Not only did Grandpa Gates work from home, but Grandma, Mamie Tripp Gates, often worked right beside him unless they had a hired hand and until my father, the oldest son who lived out of infancy, could work alongside his father. Again, I am indebted to Brenda Gates for the photo of Grandpa and Grandma below. 
Grandpa began clearing trees in 1917 when he bought the farm in the northwest area of the Bend. My father found himself on the other end of a crosscut saw when he “goofed off” at school. To read more about it, click on this link: https://bernadeanjgates.blogspot.com/2015/04/maybe-it-was-spring-fever.html
            Calvin Callcayah Smith, my maternal grandfather, worked from home also as a farmer. Even after my mother's birth, Grandma, Gladys Rainey Smith, labored right next to Grandpa in the fields whether raising field corn, wheat, kafir corn (sorghum grain), cotton and oats. As a baby, my mother accompanied them in the field. Here is an account based on a previous blog that told about this:
      Grandma was a working mother. Grandpa drove the team of horses while Grandma rode the cultivator. Before Grandma left for the field, she always put on her meal of pork to cook. That took care of lunch preparation.
      Childcare for my mother, Bernyce, was imperative. Grandpa “repurposed” a little seat for my mother as a toddler to ride on the cultivator. It had been taken from another implement. What resourceful parents she had!
     The same cultivator was stolen and later located around Skiatook. My grandparents could easily identify it. Even though the thieves cut off Mother’s little custom-made seat, they could not disguise where Grandpa had originally attached it.

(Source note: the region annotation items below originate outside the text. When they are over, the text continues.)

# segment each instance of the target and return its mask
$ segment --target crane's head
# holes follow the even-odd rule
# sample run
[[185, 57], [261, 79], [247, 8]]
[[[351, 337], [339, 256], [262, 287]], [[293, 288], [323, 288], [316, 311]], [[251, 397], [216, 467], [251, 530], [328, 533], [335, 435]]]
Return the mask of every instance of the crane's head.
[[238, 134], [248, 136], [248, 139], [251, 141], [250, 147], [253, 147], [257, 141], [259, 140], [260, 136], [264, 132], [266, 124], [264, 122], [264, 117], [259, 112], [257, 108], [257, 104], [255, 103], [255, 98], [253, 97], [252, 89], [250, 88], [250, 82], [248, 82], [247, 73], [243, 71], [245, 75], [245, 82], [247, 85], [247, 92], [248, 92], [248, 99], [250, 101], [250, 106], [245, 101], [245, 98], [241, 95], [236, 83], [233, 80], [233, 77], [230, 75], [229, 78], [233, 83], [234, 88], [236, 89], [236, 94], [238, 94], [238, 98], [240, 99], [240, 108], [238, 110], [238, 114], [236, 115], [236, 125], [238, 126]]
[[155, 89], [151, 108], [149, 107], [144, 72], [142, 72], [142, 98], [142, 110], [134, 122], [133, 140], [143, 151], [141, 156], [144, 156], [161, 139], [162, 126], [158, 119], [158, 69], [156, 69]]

My own father farmed cotton and cared for his herd of cattle for the first few years of my life. I liked his working on the farm because, if possible, I accompanied him. He and Grandpa allowed me to ride to town with them if they were buying cattle feed or picking up chicken shale or getting a part for a farm implement. I even hung around as they built the barn, chicken houses, put in the yard fence, and cleaned out chicken houses. When he and Grandpa Calvin constructed the barn in 1961, on the farm Mother and Dad purchased – where Mother and I continue to live, I spent each day on site with them. I persisted in playing with the kittens in the hay for hours – until one afternoon, Dad noticed my eyes were almost swollen shut due to my allergic reaction. He headed me back to the house. Even though I could hardly see, I arrived at the house successfully. As a little five-year-old, once I got to the back door of the house, I thought Whew! I made it!"
As I recall my father and grandfathers on this Father’s Day, I am thankful they were willing to work hard to provide for their families. I am thankful my grandfathers recognized the value of their wives. All three men celebrated the power of commitment since each of them marked over fifty years of marriage. They were men who held to the principles and commandments of the Bible and conveyed them to their children.
Here is God’s formula for fathers to teach their children from Deuteronomy 4:9
You must be very careful not to forget the things you have seen God do for you. Keep reminding yourselves, and tell your children and grandchildren as well.